Computer Deployment over VPN
Remote Installation Server (RIS) has been a possible choice for computer deployment up until Windows 2003. Even though it there was a lot of room for improvement it seemed to be working quite well… also over VPN connections.
A couple of years ago I decided to start using Windows Deployment Services (WDS) and Microsoft Deployment Toolkit (MDT). It worked great, easier to handle and offered more functions. If you are familiar with RIS/WDS or other deployment technologies, you might already know that you cannot deploy across subnets unless you make special configurations in your DHCP scope (see http://support.microsoft.com/kb/259670) or setup DHCP Relay Agents/IP Helper/etc. on each subnet. My choice was to configure IP helper adresses in my Cisco networking equipment.
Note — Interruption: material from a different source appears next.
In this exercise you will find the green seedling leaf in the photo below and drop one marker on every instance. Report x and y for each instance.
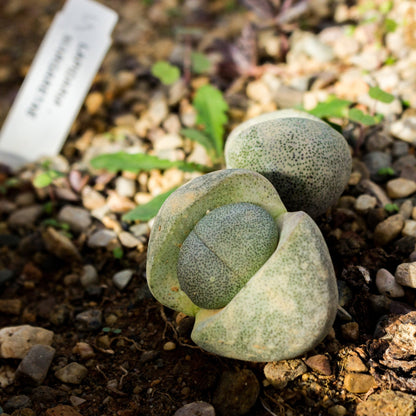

At the company, where I’m currently employed, we have more than 120 minor off site locations connected to headquarters through VPN tunnels. It was decided that we would like to offer the possibility to deploy a workstation through the VPN tunnel. Obviously it would take hours to do so but it would save us alot of logistical problems and time issues since some of the off site locations are in other parts of world. I didn’t expect this to be a problem since I knew this could be handled by good old RIS, but I was very much wrong. When PXE booting across the VPN kept getting the following error:
PXE-E32: TFTP open timeout
I googled a lot, tried to change DHCP settings but nothing really worked… I kept ending up with the TFTP timeout. But when all else fails my best advise is to go back to basics and capture some network traffics to find out what’s really going on. That’s what I did.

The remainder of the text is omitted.